Les investisseurs portent plainte alors que la valeur des titres chute de plus de 90 %
Un groupe de détenteurs de billets Tricolor a intenté une action en justice contre JPMorgan, Barclays et Fifth Third, alléguant que ces institutions bancaires n'ont pas agi sur des avertissements d'audit clairs concernant plusieurs transactions de titres adossés à des actifs (ABS) qu'elles géraient. La poursuite affirme que cette négligence a entraîné des pertes massives pour les investisseurs, la valeur des titres en question s'étant depuis effondrée. Les billets se négocient désormais à moins de 10 cents par dollar, effaçant plus de 90 % de leur valeur d'origine.
L'action en justice est centrée sur le rôle des banques en tant que souscripteurs. Les titres adossés à des actifs sont des instruments financiers garantis par un portefeuille d'actifs tels que des prêts ou des créances. Les investisseurs achètent ces titres pour recevoir des revenus provenant des paiements des actifs sous-jacents. Les plaignants soutiennent que les banques savaient ou auraient dû savoir l'existence de défauts critiques dans les actifs sous-jacents, mais ont quand même procédé aux transactions, manquant à leurs obligations de diligence raisonnable.

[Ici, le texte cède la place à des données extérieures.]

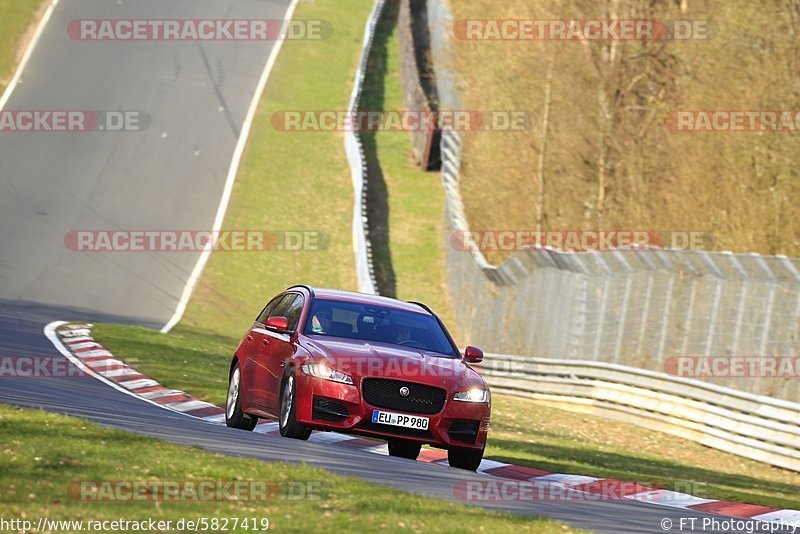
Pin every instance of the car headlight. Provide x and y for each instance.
(472, 395)
(321, 370)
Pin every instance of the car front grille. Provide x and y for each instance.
(398, 430)
(329, 410)
(385, 393)
(464, 430)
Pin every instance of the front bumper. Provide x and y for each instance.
(340, 407)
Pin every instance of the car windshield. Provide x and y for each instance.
(379, 324)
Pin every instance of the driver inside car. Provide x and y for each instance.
(402, 333)
(321, 321)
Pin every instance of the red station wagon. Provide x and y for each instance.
(320, 359)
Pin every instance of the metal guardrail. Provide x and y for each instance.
(636, 308)
(365, 273)
(756, 427)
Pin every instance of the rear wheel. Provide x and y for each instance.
(404, 449)
(234, 416)
(288, 424)
(468, 459)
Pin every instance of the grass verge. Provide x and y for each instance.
(44, 454)
(17, 18)
(523, 432)
(413, 200)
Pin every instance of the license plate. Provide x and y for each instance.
(399, 419)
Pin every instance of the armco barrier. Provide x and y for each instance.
(756, 427)
(424, 142)
(635, 308)
(358, 166)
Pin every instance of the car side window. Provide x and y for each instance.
(294, 311)
(282, 307)
(265, 313)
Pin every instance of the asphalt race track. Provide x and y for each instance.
(21, 333)
(197, 96)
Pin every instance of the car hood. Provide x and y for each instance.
(362, 359)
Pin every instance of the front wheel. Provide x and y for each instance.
(288, 424)
(234, 416)
(404, 449)
(468, 459)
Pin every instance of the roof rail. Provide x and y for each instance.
(423, 306)
(308, 288)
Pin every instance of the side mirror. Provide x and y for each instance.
(277, 323)
(473, 354)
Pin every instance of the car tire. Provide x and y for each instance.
(462, 458)
(404, 449)
(234, 416)
(287, 422)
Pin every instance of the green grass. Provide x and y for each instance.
(523, 432)
(42, 454)
(414, 199)
(16, 16)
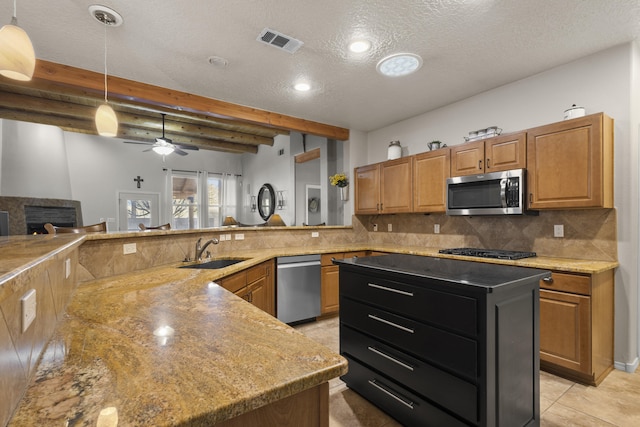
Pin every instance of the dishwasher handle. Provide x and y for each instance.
(298, 264)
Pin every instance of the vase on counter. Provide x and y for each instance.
(344, 193)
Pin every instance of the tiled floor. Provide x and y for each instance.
(563, 403)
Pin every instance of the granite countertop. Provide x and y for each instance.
(165, 347)
(19, 253)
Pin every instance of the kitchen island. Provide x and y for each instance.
(164, 347)
(437, 342)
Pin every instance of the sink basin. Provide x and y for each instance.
(215, 264)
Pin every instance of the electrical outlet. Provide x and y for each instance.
(28, 312)
(129, 248)
(558, 230)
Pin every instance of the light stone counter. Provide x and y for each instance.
(166, 347)
(224, 358)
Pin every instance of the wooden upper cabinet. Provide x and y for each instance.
(570, 164)
(499, 153)
(384, 187)
(396, 182)
(367, 189)
(430, 173)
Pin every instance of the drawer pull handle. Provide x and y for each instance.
(395, 325)
(409, 404)
(385, 288)
(391, 358)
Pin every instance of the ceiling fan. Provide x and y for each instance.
(164, 145)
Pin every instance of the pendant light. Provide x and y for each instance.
(106, 119)
(17, 58)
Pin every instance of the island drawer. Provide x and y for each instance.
(402, 404)
(434, 384)
(437, 346)
(455, 312)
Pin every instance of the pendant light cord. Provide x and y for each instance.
(14, 18)
(105, 61)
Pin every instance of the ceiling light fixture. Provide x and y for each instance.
(302, 87)
(360, 46)
(399, 64)
(106, 119)
(163, 149)
(17, 58)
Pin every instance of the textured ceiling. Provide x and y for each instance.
(468, 47)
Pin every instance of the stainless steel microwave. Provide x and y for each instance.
(495, 193)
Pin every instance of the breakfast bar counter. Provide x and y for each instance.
(164, 347)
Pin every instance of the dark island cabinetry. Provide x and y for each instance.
(440, 342)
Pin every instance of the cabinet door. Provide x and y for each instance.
(330, 290)
(258, 295)
(396, 186)
(506, 152)
(261, 288)
(570, 164)
(430, 173)
(367, 189)
(234, 283)
(565, 331)
(467, 159)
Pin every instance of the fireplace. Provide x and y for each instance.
(37, 216)
(27, 215)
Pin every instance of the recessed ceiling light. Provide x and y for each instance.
(360, 46)
(218, 61)
(399, 64)
(302, 87)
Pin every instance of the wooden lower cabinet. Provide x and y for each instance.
(330, 282)
(576, 326)
(256, 285)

Les banques font face à des retombées réglementaires et financières
La poursuite représente une menace considérable pour les trois institutions financières, pouvant entraîner des sanctions financières importantes, un contrôle réglementaire accru et une atteinte grave à la réputation. Une décision de justice défavorable aux banques pourrait valider les allégations des investisseurs de négligence grave et créer un précédent pour des affaires similaires impliquant des produits structurés complexes. Cette affaire souligne les risques persistants associés à la finance structurée et l'importance cruciale de la vigilance des souscripteurs.
Au-delà du risque juridique immédiat pour JPMorgan, Barclays et Fifth Third, cet événement pourrait avoir un effet de refroidissement sur le marché des ABS au sens large. Un échec aussi médiatisé pourrait accroître le scepticisme des investisseurs à l'égard de la dette adossée à des actifs, en particulier dans les segments plus opaques. Cela pourrait entraîner des conditions de crédit plus strictes et des coûts d'emprunt plus élevés pour les émetteurs, car les investisseurs exigeraient une plus grande transparence et une meilleure compensation des risques.